Rezension: "Bad Blood"
Nur ein Tropfen Blut
Im Jahr 2015 wurde Elisabeth Holmes, Gründerin des Biotech-Start-ups Theranos, als Technologie-Genie gefeiert und mit Apple-Begründer Steve Jobs verglichen. Zwölf Jahre zuvor hatte sich die damals nur 19 Jahre alte Chemiestudentin das ehrgeizige Ziel gesetzt, die Medizin zu revolutionieren. Die von Theranos entwickelte Technologie sollte es möglich machen, mit nur einem Blutstropfen hunderte medizinische Tests gleichzeitig durchzuführen und Patient*innen präzise und minutenschnell zu diagnostizieren. Ihr Unternehmen, das in seiner Hochphase 800 Mitarbeiter*innen umfasste, und das Größen wie Henry Kissinger im Aufsichtsrat vorweisen konnte, wurde zwischenzeitlich auf neun Milliarden US-Dollar geschätzt. Der Journalist John Carreyrou beschreibt in seinem Buch detailliert und äußerst mitreißend die Geschichte der Firma bis zu Theranos spektakulärem Niedergang 2017, den der Journalist durch seine Recherchen und Berichterstattung für die Washington Post mit auslöste.
„Bad Blood“ dokumentiert ein besonders herausragendes Beispiel für die Start-up-Blase im Silicon Valley, in der eine charismatische Führungspersönlichkeit und große Versprechen an Investor*innen oft mehr Wert sind als Fakten. Der Fall Theranos ist ein Extrembeispiel und sicher nicht repräsentativ für seriöse Forschung im Bereich Präzisionsmedizin. Doch er illustriert, wie der starke Glaube an die Möglichkeiten der medizinischen Forschung selbst wissenschaftlich versierte Menschen offensichtlich unhaltbare Versprechen glauben lassen kann. Auch Firmen wie 23andme, die wissenschaftlich umstrittene Gentests für Gesundheitsvorhersagen verkaufen, machen sich diesen Glauben zu nutze.
Bis 2015 hinterfragte kaum jemand Theranos Lüge, die durch ein autoritäres Regime und Überwachung der Mitarbeiter*innen aufrecht gehaltenen wurde. Durch das moderne, an Apple angelehnte Design und eine PR-Firma gelang es Holmes unfunktionale Geräte jahrelang als bahnbrechende Technologie zu präsentieren. Erst als Theranos diagnostische Tests an Patient*innen verkaufte, bekamen einige Mitarbeiter*innen Skrupel, und der Schwindel flog schließlich auf.

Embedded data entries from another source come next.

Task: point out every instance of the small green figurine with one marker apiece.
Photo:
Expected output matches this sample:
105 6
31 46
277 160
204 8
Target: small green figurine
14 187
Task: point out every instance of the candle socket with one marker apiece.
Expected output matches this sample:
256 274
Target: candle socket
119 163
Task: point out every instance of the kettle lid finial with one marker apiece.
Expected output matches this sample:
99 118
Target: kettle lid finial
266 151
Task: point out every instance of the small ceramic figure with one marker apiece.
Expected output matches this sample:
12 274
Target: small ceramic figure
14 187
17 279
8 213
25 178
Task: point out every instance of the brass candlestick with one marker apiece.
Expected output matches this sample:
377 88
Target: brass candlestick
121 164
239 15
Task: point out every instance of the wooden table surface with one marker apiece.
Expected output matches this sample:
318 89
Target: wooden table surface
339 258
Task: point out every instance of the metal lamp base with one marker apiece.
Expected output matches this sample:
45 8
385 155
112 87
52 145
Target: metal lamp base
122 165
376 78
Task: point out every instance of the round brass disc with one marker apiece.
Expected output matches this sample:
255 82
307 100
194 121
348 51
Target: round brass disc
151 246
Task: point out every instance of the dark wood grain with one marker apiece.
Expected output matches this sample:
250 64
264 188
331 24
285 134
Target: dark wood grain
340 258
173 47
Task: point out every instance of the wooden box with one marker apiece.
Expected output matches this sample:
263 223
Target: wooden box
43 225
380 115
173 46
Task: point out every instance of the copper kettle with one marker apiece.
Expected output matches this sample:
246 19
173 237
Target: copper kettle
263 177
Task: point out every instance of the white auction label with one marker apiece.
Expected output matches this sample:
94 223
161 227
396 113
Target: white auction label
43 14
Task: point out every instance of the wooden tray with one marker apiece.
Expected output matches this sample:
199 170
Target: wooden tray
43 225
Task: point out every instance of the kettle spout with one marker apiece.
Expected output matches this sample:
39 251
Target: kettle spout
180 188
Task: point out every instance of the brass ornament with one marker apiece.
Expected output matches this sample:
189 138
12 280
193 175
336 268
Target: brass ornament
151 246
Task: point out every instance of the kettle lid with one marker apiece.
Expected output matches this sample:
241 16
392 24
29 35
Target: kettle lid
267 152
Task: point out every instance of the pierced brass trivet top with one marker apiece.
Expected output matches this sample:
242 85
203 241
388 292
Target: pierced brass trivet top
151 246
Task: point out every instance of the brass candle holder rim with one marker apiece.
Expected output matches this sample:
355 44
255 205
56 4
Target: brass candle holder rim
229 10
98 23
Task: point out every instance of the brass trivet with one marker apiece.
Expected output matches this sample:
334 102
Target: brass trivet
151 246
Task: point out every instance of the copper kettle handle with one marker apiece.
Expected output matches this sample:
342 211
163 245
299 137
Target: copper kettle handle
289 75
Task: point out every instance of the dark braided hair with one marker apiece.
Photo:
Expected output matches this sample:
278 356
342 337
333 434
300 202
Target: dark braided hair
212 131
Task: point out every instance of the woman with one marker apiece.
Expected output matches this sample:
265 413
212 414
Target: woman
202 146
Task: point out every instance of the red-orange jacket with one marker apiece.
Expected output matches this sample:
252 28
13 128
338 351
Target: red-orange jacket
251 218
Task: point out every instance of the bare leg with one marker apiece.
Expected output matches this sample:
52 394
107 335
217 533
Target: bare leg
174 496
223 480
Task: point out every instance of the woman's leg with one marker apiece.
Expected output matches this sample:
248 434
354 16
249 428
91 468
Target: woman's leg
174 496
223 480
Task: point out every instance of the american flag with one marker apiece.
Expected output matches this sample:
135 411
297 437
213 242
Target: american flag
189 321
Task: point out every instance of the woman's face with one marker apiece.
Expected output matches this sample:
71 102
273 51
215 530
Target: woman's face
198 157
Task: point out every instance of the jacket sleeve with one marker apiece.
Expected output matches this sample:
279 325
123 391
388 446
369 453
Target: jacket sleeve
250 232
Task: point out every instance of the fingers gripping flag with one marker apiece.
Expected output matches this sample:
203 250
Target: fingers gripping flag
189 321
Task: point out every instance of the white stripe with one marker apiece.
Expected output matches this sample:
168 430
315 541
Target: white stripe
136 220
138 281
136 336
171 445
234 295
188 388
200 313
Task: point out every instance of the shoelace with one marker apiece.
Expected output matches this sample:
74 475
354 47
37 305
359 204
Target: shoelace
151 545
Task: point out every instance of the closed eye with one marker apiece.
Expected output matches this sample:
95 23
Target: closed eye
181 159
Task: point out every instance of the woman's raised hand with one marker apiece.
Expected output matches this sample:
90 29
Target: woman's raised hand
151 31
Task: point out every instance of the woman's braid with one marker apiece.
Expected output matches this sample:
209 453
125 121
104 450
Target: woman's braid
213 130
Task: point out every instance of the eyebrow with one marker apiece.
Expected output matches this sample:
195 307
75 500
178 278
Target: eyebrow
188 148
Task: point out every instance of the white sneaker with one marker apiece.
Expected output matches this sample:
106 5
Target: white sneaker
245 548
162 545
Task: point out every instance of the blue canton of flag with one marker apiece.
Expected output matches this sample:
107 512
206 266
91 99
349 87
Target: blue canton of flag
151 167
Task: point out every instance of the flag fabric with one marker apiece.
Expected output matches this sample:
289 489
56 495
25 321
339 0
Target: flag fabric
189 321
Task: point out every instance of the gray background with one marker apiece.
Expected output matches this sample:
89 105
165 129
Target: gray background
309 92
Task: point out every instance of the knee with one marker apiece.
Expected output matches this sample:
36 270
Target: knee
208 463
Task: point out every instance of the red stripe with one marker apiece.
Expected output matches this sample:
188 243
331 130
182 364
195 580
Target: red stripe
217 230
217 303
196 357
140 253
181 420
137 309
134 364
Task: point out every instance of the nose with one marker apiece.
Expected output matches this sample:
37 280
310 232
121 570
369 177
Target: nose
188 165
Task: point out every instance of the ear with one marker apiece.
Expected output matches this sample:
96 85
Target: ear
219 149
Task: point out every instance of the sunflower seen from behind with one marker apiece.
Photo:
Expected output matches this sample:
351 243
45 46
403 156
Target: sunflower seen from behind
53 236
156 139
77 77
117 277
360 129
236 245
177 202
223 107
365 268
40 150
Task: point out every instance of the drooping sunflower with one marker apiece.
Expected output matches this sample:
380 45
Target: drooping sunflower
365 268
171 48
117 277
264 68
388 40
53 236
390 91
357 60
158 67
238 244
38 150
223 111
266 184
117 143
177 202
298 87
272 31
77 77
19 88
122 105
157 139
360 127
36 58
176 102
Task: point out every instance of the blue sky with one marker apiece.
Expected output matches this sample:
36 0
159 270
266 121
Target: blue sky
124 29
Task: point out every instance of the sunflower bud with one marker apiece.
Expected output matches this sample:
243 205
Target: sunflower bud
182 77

Interessant ist Theranos Verwendung von Phrasen und Versprechen aus der medizinischen Forschung, die nur zu gerne von Investor*innen, Medien und Öffentlichkeit geglaubt wurden. Auch von Seiten der Wissenschaft wurde erst Kritik geäußert als schon klar war, dass etwas nicht stimmte. Als Ergebnis bezahlten unzählige Patient*innen für falsche Testergebnisse, die teilweise gefährliche Auswirkung auf ihre ärztliche Behandlung hatten. Was die Stammzellkliniken für die Stammzellforschung sind, ist Theranos für die Präzisionsmedizin. Ein Beispiel für das hohe Risiko für Patient*innen durch kommerzielle Interessen im medizinischen Bereich, die durch Intransparenz und das Herunterspielen von Schwachstellen geschützt werden.
➤ John Carreyrou (2018): Bad Blood: Secrets and Lies in a Silicon Valley Startup. Knopf Publishing Group, Englisch, 299 Seiten, 15 Euro, ISBN 978-1-50986-807-0.
Dr. Isabelle Bartram ist Molekularbiologin und Mitarbeiterin des GeN.